Let's start with a basic example:
Consider a standard sum
function together with three tests to ensure its correctness.
#include <clean-test/clean-test.h>
constexpr auto sum(auto... vs) { return (0 + ... + vs); }
namespace ct = clean_test;
using namespace ct::literals;
auto const suite = ct::Suite{"sum", [] {
"0"_test = [] { ct::expect(sum() == 0_i); };
"3"_test = [] { ct::expect(sum(1, 2) == 1 + 2_i); };
"A"_test = [] { ct::expect(sum(-1) < 0_i and sum(+1) > 0_i); };
}};
Since sum
is correctly implemented, all tests will succeed.
But what would happen if we made a mistake and wrote
constexpr auto sum(auto... vs) { return (10 + ... + vs); }
instead?
Failure in ../test/Demo.cpp:12
( 10 == 0 )
Failure in ../test/Demo.cpp:13
( 13 == ( 1 + 2 ) )
Failure in ../test/Demo.cpp:14
( ( 9 < 0 ) and <unknown> )
Clean Test shows how different parts of an ct::expect
-ation are evaluated.
This works for constants, temporaries and even short circuiting operators alike.
The user-defined literals from namespace clean_test::literals
can be used to support this introspection
but are not mandatory.
By default Clean Test utilizes all available hardware threads to execute tests in parallel. Failure detection and reporting are thread-safe - even if your tests are parallel themselves.

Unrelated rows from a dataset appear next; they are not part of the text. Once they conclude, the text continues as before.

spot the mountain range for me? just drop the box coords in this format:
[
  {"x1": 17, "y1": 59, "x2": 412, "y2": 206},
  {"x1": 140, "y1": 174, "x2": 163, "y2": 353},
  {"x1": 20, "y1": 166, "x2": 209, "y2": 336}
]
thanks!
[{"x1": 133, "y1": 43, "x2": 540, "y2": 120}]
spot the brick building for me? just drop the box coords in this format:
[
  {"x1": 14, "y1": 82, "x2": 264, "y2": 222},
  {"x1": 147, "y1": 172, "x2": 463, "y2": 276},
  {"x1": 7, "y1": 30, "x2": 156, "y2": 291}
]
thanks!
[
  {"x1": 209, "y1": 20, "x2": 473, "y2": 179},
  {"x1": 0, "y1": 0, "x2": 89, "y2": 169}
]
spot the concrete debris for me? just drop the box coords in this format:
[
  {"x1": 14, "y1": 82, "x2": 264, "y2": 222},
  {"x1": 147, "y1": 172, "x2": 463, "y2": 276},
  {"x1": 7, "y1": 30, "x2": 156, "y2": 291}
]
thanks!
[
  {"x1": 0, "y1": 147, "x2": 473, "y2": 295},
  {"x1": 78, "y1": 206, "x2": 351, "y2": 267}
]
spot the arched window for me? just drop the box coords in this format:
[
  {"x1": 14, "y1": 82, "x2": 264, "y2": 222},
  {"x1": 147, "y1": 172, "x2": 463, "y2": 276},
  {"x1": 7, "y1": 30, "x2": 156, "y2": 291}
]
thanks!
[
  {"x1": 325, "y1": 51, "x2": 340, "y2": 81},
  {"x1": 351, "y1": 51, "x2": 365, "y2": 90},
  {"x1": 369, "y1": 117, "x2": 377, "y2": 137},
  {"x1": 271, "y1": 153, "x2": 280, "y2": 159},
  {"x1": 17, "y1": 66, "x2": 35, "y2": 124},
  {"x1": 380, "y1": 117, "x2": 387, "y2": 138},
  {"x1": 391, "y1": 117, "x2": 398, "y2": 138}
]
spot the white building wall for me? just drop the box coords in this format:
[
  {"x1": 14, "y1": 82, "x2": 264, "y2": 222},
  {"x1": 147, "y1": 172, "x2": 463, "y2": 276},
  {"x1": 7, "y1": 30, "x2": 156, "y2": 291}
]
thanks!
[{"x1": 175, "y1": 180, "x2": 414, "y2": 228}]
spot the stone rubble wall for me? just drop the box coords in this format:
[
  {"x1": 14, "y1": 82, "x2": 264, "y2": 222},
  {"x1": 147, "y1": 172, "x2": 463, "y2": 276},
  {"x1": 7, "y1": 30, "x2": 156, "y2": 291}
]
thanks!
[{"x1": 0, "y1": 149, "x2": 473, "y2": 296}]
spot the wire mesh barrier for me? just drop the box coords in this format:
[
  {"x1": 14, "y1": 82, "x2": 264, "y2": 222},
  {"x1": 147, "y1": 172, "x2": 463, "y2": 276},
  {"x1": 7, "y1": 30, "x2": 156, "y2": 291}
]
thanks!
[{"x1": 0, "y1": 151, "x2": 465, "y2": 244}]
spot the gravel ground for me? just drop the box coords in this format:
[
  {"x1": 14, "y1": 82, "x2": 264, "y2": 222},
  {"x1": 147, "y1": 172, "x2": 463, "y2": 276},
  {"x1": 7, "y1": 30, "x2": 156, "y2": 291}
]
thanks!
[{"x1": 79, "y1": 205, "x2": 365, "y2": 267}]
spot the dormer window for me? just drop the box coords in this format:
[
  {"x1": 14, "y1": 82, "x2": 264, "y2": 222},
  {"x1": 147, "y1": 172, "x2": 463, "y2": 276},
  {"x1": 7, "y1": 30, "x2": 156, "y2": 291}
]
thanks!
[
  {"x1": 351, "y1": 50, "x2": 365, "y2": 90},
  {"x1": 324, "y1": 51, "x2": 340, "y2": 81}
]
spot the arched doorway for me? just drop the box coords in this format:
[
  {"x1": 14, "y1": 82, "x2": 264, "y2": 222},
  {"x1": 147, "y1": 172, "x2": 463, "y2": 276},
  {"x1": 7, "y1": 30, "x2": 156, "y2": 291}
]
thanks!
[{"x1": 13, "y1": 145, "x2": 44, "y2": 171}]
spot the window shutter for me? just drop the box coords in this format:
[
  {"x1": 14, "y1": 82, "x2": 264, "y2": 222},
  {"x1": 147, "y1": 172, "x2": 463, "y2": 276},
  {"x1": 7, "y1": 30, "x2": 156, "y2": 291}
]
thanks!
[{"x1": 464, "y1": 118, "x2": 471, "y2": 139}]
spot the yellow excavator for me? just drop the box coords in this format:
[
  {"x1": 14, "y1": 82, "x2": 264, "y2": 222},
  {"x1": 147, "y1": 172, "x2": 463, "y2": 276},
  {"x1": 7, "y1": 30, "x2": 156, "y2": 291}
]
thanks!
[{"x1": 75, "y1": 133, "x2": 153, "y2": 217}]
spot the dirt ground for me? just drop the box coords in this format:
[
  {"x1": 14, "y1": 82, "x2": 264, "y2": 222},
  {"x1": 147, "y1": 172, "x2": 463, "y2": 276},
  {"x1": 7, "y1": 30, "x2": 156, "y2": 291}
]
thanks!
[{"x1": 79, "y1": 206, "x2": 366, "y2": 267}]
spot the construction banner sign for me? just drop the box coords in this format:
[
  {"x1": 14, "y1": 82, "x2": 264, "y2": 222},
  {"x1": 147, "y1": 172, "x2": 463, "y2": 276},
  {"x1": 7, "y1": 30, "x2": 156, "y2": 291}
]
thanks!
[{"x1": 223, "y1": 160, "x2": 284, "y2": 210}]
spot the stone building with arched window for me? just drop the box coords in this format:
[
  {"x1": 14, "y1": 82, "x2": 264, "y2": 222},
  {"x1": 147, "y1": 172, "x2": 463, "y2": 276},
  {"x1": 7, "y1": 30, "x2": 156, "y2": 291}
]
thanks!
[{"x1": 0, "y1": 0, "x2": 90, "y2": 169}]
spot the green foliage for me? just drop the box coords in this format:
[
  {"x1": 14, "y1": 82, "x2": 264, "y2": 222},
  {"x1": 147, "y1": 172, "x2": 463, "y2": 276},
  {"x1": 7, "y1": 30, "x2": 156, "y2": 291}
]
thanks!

All aspects of test execution can be configured dynamically. It is possible to specify at runtime which test cases should be selected, how they should be executed and what kind of reporting is desired. Clean Test ensures valid UTF-8 reports and thus can safely be utilized in your CI-pipelines.
Details about Clean Test were presented at Meeting C++ 2022 in Berlin:
Clean Test already provides all core features, but currently still lacks some convenience functionality. There is a list of envisioned features that will be added in the coming weeks and months.
Clean Test consists of 100% standard C++-20 and works with any modern compiler toolchain. It works with gcc (version 10 and above) and Clang (version 11 and above) on Linux as well as with MSVC (version 19.29 and above) on Windows.